That same trend is now clearly evident within the realm of sales coaching. The 2017 Sales Enablement Optimization report by CSO Insights outlined this new reality with a series of surprising statistics: 

  • A casual, random approach to sales coaching is in rapid decline, dropping from 47.5 percent of trainings down to 34.7 percent in the last year. For many years, half of all sales managers handled sales training that way.
  • Instead, companies are increasingly moving to an informal set of sales coaching guidelines, without specifying a formal sales coaching process. Those numbers jumped last year from 25.5 percent of companies up to 35 percent.
  • While informal coaching guidelines are an improvement over directionless coaching, it still can’t pull lower performers up to the average level of win rate for forecasted deals.
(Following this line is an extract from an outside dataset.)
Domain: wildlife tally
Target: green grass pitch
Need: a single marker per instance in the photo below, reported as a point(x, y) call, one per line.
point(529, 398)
The Significance of Dynamic Coaching

The average win rate is just over half of deals: 51.8 percent. Random coaching produces a win rate of 43.6 percent and informal guidelines can improve performance up to 50.9 percent. Better, but the competition still wins. A formal training process can bring a win rate up to 58.8 percent, but the best results come from dynamic sales coaching, which can deliver a 66.1 percent win rate.

Dynamic sales coaching aligns sales coaching with social selling activities and sales enablement tech to reinforce and enhance performance based on the strengths of each sales rep.
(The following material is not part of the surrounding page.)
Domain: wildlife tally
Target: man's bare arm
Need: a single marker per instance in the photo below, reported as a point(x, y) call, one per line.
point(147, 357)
 Tamara Schenk, Research Director at CSO Insights, explained why dynamic coaching matters so much, “The good news is that organizations are shifting from random to informal approaches to sales coaching. The bad news is that significant performance improvements can only be achieved with a formal or even dynamic approach to sales coaching. That means that 69.7 percent of organizations don’t leverage the potential to improve their sales performance significantly.”

Correlating Learning to Revenue

That’s true for B2B buyers in every industry. They are more sophisticated about sales techniques than ever before, they are more likely to rely on the advice from close contacts than any sales content they read and they have been trained by consumer customer service standards to expect a much higher level of control over the buying process.

Dynamic coaching has proven more effective because it goes to the heart of how sales reps learn. Each has their own way of assimilating information and each needs a base level of mastery over the material before they begin applying it in the marketplace, where their income depends on what they do.

Our own correlation of learning behavior data to CRM postings revealed that sales reps who were able to finish our sales enablement platform all the way to certification posted measurably better performance. Within six months after certification, sales reps who stuck with the process were responsible for 38 percent more revenue and 55 percent more pipeline than those who didn’t make it all the way through training.

Data-Driven Sales Practices

Those numbers echo sales leader findings by McKinsey on what top-performing sales manager do differently. They reported that top-performing sales leaders built their sales teams using an analytical approach. Unlike the 75 percent of sales managers who rely on their own intuition for hiring, top sales leaders identify intrinsic traits and behaviors associated with strong performance, then create coaching plans to develop the right sales reps.

McKinsey wrote that:

“Many organizations rely on static training methods that tend to focus on a universal set of seller capabilities. Leading organizations shake up that playbook. They are twice as likely as laggards to tailor training by sales role, and nearly half say they spend significant time and money on training, compared with just over one-quarter of underperformers. They are also more likely to invest in technology and processes (e.g., differentiated CRM interfaces) that support the specific needs of different sales-team members. That investment translates into stronger capabilities in all major skills areas.” 

Summary

Dynamic coaching has delivered the most significant performance improvements overall, including a 27.6 percent spread in win rates for deals in the forecast over the more common, random approach to sales coaching. Dynamic coaching is the preferred choice of future-forward sales teams, as it incorporates the functionality of sales enablement tech with social selling techniques into a customer-oriented sales process, tuned to what each individual sales reps needs most.